Sometimes we need to perform some operations over entries in a Fasta file. For instance, we want to count the tuples in a Fasta record. First, the file is read and converted into GCAT's default representation:
```{r}
fasta = seqinr::read.fasta("../inst/extdata/ena-sars.fasta", as.string = TRUE, forceDNAtolower = FALSE)
```

A typical question is the frequencies of all codons in the Fasta file. The following code calculates the frequencies:

```{r}
# Generic iteration
ntuples = sapply(fasta, function(f) {
  seq = as.character(f)
  gcatbase::split(seq) # individual operation
})
tuples = unlist(ntuples)

# Now the analysis:
freq = tuples_freq(tuples)
print(head(freq))
```

Except of the individual operation `gcatbase::split(seq)` the iteration is generic and can be made available as a pattern.

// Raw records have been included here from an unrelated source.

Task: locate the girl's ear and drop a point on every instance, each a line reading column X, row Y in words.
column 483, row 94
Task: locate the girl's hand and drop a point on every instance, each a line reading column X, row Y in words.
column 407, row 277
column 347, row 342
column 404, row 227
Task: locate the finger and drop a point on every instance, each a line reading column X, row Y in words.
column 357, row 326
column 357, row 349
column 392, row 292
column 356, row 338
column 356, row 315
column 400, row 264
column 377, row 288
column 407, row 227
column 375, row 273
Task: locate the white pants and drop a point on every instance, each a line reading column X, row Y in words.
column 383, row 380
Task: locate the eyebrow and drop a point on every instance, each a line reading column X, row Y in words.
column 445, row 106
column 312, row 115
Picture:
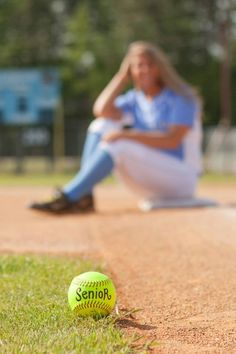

This pattern is implemented in GCAT's `flatten` function. The first paramter is the list (here the Fasta file) and the second the function (operator) to be applied (here the split function).

```{r}
codons = gcatbase::flatten(fasta, gcatbase::split)
freq = tuples_freq(codons)
print(head(freq))
```

Of course, this is also possible for quadrupels in frame 1.
```{r}
op = function(seq) {
  seq1 = truncate(seq, 1) # Frame 1
  gcatbase::split(seq1, 4) # Make quadruples.
}

tuples4 = gcatbase::flatten(fasta, op)
freq = tuples_freq(tuples4)
print(head(freq))
```

# Appendix

Also possible for a code and compatible to `rextendr`.
```{r eval=F}
X = Code$new(c("AUG"), id = "Foo")
X$tuples
X$tsize
X$alphabet
```

# References

Haig, D. and Hurst, L.D. (1991) ‘A quantitative measure of error minimization in the genetic code’, Journal of Molecular Evolution, 33(5), pp. 412–417. doi:10.1007/BF02103132.